Une extinction progressive de l'itinérance dès 2016

Cet accord avait été conclu, avec la bénédiction de l'Arcep de l'époque, pour permettre à Free Mobile, de louer une partie du réseau d'Orange, le temps d'investir dans ses propres infrastructures télécoms.

En mars 2013, l'Autorité de la concurrence, saisie pour "avis" par Arnaud Montebourg, avait estimé que cet accord ne devait pas aller au-delà de son échéance prévue en 2018, voire devait s'arrêter par "plaques régionales" à partir de 2016. Pour Free, l'échéance de l'extinction de cet accord pourrait se concrétiser dès l'année prochaine. Dans son avis, l'Autorité estimait que "l’itinérance permet à Free d’attendre pour mieux saisir les opportunités qu’une situation de marché aussi turbulente que celle que connait le secteur des mobiles en France pourrait provoquer : rachat ou fusion avec un concurrent, mutualisation des infrastructures souhaitée par un opérateur qui voudrait réduire ses coûts, etc. De telles perspectives peuvent encourager une stratégie attentiste".

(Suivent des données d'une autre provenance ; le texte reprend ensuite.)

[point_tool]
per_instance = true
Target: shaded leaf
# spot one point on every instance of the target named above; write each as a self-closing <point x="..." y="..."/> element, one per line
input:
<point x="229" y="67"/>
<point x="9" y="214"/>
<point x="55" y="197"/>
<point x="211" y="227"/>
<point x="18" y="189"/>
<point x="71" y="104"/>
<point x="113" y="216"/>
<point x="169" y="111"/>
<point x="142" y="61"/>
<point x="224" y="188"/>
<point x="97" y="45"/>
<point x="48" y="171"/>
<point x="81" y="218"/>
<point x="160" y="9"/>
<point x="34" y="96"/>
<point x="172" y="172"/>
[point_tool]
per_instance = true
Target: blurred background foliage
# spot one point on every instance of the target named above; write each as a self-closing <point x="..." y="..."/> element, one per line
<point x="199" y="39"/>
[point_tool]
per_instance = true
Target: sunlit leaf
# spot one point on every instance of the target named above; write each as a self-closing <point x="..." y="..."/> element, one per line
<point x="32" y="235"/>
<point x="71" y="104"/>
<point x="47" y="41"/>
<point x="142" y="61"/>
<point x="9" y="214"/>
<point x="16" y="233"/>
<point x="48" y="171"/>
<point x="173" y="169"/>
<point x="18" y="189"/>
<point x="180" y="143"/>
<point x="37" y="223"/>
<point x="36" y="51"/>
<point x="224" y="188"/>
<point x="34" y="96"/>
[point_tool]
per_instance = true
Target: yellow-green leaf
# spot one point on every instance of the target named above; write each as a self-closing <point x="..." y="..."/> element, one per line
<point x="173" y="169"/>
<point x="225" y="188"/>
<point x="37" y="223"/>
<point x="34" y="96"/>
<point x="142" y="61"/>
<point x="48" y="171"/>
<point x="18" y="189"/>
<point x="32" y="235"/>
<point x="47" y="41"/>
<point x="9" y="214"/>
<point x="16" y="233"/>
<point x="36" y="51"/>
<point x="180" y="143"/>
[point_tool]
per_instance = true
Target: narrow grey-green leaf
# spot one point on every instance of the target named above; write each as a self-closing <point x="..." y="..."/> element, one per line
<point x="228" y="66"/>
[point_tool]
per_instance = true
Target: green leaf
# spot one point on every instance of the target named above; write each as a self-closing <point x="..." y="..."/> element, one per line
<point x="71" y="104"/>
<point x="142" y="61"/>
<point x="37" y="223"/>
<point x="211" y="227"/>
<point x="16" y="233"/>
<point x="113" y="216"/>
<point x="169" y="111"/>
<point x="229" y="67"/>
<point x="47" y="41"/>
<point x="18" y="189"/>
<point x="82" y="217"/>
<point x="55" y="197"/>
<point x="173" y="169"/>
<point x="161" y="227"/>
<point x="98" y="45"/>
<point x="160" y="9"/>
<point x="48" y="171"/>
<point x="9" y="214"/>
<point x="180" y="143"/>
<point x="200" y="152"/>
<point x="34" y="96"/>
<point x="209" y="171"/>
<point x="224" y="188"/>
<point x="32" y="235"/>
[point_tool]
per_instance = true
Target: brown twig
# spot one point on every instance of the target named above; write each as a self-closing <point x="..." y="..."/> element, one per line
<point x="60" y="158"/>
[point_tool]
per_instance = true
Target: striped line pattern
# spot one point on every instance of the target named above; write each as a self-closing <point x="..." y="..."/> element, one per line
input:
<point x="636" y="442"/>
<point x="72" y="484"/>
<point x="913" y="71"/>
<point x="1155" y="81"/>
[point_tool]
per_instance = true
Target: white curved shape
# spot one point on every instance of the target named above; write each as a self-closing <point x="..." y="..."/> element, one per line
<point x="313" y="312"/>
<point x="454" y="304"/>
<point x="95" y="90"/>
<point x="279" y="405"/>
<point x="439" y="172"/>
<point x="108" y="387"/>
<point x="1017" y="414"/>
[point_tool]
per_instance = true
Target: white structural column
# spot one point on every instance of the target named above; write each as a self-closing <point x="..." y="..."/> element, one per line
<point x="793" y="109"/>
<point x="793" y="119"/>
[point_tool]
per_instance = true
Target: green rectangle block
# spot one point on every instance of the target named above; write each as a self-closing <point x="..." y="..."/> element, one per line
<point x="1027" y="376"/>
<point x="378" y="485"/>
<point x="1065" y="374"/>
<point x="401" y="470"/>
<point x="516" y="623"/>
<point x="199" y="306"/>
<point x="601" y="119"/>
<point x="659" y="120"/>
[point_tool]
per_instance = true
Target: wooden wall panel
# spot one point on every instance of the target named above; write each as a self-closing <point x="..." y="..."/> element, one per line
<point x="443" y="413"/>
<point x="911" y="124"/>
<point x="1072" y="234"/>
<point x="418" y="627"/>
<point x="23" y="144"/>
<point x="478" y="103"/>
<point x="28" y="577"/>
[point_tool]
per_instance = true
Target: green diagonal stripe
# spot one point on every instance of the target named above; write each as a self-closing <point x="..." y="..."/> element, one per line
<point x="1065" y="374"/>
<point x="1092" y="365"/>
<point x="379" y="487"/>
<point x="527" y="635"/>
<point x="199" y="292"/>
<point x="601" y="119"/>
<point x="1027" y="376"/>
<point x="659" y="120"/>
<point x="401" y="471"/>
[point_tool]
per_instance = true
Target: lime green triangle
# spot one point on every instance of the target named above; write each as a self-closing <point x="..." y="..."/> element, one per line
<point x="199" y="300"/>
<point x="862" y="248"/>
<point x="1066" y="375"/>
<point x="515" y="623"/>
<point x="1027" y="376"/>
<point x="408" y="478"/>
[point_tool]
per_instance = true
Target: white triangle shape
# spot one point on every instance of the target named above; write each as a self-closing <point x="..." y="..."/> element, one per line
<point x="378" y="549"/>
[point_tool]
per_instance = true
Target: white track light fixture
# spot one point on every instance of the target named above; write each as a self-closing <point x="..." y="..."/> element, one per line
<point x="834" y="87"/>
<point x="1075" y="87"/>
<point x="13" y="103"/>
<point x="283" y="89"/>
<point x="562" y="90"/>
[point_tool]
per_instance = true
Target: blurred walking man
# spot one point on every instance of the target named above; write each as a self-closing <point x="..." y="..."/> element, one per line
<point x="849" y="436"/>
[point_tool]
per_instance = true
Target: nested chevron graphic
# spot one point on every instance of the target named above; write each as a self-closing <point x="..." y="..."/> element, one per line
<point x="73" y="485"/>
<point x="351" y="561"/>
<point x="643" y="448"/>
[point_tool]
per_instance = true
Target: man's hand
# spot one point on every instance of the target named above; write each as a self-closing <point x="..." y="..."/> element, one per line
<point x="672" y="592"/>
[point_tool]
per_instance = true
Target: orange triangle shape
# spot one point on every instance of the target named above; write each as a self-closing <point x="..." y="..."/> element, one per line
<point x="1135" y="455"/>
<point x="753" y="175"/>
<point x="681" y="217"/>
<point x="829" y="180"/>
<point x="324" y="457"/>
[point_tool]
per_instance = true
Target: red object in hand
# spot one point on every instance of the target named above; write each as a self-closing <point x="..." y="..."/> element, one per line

La loi Macron renforce les pouvoir de l'Arcep

La loi Macron doit renforcer certains pouvoirs de l'autorité des télécoms, notamment en matière de partage des réseaux mobiles entre opérateurs. "Dès que le texte de loi aura été examiné par le Sénat, nous commencerons le dialogue avec les acteurs pour organiser la fin de l'itinérance. Nous n'avons pas d'a priori sur le calendrier: il sera exigeant, mais cohérent avec la faisabilité sur le terrain", a poursuivi le président de l'Arcep.

Free Mobile était tenu d'atteindre, par son propre réseau 3G, une couverture nationale d'au moins 75% de la population métropolitaine à partir du 12 janvier 2015. L'Arcep procède actuellement à des mesures afin de vérifier si ces obligations ont été respectées.